November 9, 2018

Christ the Cornerstone

Bishops obliged to make ‘real changes’ amid crisis

Archbishop Charles C. Thompson

Every November, the United States Conference of Catholic Bishops (USCCB) meets for our annual fall gathering in Baltimore.

As described in its mission statement (cf., the USCCB exists to: 1) help the bishops of the United States “act collaboratively and consistently on vital issues confronting the Church and society; 2) foster communion with the Church in other nations, within the Church Universal, under the leadership of its supreme pastor, the Roman Pontiff; and 3) offer appropriate assistance to each bishop in fulfilling his particular ministry in the local Church.”

When we gather as brother bishops, we address a wide variety of topics and concerns, but we pay special attention to priority goals established for a three-year period. The five priority areas identified for the period 2017-2020 are: 1) Evangelization; 2) Family and marriage; 3) Human life and dignity; 4) Vocations and ongoing formation and 5) Religious freedom.
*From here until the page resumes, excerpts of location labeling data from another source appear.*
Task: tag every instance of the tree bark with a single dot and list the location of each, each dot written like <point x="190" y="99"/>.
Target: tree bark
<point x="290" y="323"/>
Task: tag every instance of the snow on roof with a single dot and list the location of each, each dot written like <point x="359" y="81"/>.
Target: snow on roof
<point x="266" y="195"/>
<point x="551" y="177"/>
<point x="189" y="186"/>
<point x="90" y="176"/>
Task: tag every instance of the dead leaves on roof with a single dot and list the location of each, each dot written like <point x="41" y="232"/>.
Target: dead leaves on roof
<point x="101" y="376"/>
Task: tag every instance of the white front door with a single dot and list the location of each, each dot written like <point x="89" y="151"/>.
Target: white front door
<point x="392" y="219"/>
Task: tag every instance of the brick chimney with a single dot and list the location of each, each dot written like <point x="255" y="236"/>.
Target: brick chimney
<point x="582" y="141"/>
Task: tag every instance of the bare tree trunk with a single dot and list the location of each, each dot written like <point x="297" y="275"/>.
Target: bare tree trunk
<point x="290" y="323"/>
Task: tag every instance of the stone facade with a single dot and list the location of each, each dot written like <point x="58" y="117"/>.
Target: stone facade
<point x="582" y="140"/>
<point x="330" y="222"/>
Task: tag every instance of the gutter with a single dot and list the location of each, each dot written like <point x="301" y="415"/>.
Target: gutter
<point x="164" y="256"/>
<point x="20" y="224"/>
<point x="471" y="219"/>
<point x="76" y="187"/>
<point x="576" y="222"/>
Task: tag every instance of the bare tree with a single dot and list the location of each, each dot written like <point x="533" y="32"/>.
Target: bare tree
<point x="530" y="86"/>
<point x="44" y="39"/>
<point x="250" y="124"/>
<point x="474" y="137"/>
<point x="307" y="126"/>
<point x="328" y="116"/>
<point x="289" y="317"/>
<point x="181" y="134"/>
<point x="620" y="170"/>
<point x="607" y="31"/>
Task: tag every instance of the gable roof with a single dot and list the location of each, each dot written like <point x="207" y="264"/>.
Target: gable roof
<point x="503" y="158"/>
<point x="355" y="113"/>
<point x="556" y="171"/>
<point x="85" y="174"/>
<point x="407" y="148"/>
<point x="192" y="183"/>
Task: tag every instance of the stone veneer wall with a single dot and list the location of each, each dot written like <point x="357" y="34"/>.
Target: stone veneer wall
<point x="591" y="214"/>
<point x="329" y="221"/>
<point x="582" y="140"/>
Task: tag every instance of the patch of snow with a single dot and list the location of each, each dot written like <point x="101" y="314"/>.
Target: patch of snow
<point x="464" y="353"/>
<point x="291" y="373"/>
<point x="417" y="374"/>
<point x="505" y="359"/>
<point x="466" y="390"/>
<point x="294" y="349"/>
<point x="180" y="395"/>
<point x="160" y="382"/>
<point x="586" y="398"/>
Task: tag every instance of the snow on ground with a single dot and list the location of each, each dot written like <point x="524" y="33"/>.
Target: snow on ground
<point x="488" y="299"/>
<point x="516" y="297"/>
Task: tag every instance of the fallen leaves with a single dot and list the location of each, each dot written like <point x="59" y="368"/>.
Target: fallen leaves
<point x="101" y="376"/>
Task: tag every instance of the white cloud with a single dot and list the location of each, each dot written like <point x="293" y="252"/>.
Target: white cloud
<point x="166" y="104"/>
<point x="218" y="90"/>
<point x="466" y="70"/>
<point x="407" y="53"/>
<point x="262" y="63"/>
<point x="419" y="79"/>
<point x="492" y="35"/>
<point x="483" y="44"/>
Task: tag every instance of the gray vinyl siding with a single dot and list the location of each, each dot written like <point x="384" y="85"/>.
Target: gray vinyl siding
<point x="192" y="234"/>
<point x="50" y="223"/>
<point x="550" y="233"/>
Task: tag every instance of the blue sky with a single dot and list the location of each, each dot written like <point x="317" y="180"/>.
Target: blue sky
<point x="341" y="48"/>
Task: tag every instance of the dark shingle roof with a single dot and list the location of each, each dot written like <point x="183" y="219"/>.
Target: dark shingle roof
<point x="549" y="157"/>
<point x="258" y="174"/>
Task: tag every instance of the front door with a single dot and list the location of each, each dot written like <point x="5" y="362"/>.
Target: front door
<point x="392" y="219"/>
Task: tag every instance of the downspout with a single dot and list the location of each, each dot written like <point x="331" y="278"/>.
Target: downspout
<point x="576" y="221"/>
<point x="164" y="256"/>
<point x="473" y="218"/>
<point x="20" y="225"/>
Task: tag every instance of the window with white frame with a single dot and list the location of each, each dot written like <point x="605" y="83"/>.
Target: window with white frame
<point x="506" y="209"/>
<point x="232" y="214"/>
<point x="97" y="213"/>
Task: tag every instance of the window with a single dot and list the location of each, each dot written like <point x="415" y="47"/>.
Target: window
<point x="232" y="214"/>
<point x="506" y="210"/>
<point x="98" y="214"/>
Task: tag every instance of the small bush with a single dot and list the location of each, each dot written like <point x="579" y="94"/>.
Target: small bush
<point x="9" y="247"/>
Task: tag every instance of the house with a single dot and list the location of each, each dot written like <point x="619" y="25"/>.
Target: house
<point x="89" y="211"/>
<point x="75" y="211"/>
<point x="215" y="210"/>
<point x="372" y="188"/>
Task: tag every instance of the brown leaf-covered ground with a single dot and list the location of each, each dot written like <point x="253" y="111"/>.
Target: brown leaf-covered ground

These are vital issues, and they will be addressed at our meeting in Baltimore next week as time permits, but obviously, in this climate dominated by allegations of sexual abuse and cover-up by Church leaders, there can be no “business as usual.”

We bishops have an obligation to address these issues candidly and to demonstrate—by our actions more than our words—that real changes are being made in the way we exercise the sacred duties we have been given by Christ the Good Shepherd.

On Sept. 19, the USCCB’s administrative committee met to discuss the agenda for next week’s meeting. Following their meeting, they issued this statement:

“We, the Administrative Committee of the United States Conference of Catholic Bishops, assembled last week in Washington at this time of shame and sorrow. Some bishops, by their actions or their failures to act, have caused great harm to both individuals and the Church as a whole. They have used their authority and power to manipulate and sexually abuse others. They have allowed the fear of scandal to replace genuine concern and care for those who have been victimized by abusers. For this, we again ask forgiveness from both the Lord and those who have been harmed. Turning to the Lord for strength, we must and will do better.”

The Administrative Committee took the following actions within its authority:

  1. Approved the establishment of a third-party reporting system that will receive confidentially, by phone and online, complaints of sexual abuse of minors by a bishop and sexual harassment of or sexual misconduct with adults by a bishop and will direct those complaints to the appropriate ecclesiastical authority and, as required by applicable law, to civil authorities.
  2. Instructed the USCCB Committee on Canonical Affairs and Church Governance to develop proposals for policies addressing restrictions on bishops who were removed or resigned because of allegations of sexual abuse of minors or sexual harassment of or misconduct with adults, including seminarians and priests.
  3. Initiated the process of developing a Code of Conduct for bishops regarding the sexual abuse of a minor; sexual harassment of or sexual misconduct with an adult; or negligence in the exercise of his office related to such cases.
  4. Supported a full investigation into the situation surrounding Archbishop Theodore E. McCarrick, including his alleged assaults on minors, priests and seminarians, as well any responses made to those allegations. Such an investigation should rely upon lay experts in relevant fields, such as law enforcement and social services.

This is only a beginning. Consultation with a broad range of concerned parents, experts and other laity along with clergy and religious will yield additional, specific measures to be taken to repair the scandal and restore justice. We humbly welcome and are grateful for the assistance of the whole people of God in holding us accountable.

To anyone who has been abused, never hesitate to also contact local law enforcement. If you don’t feel comfortable for any reason with the Church providing help, your diocese can connect you with appropriate community services. With compassion and without judgment, the bishops of the United States pledge to heal and protect with every bit of the strength God provides us.

Acting in communion with the Holy Father, with whom we once again renew our love, obedience and loyalty, we make our own the prayer of Pope Francis in his Aug. 20 letter to the people of God, “May the Holy Spirit grant us the grace of conversion and the interior anointing needed to express before these crimes of abuse our compunction and our resolve courageously to combat them.”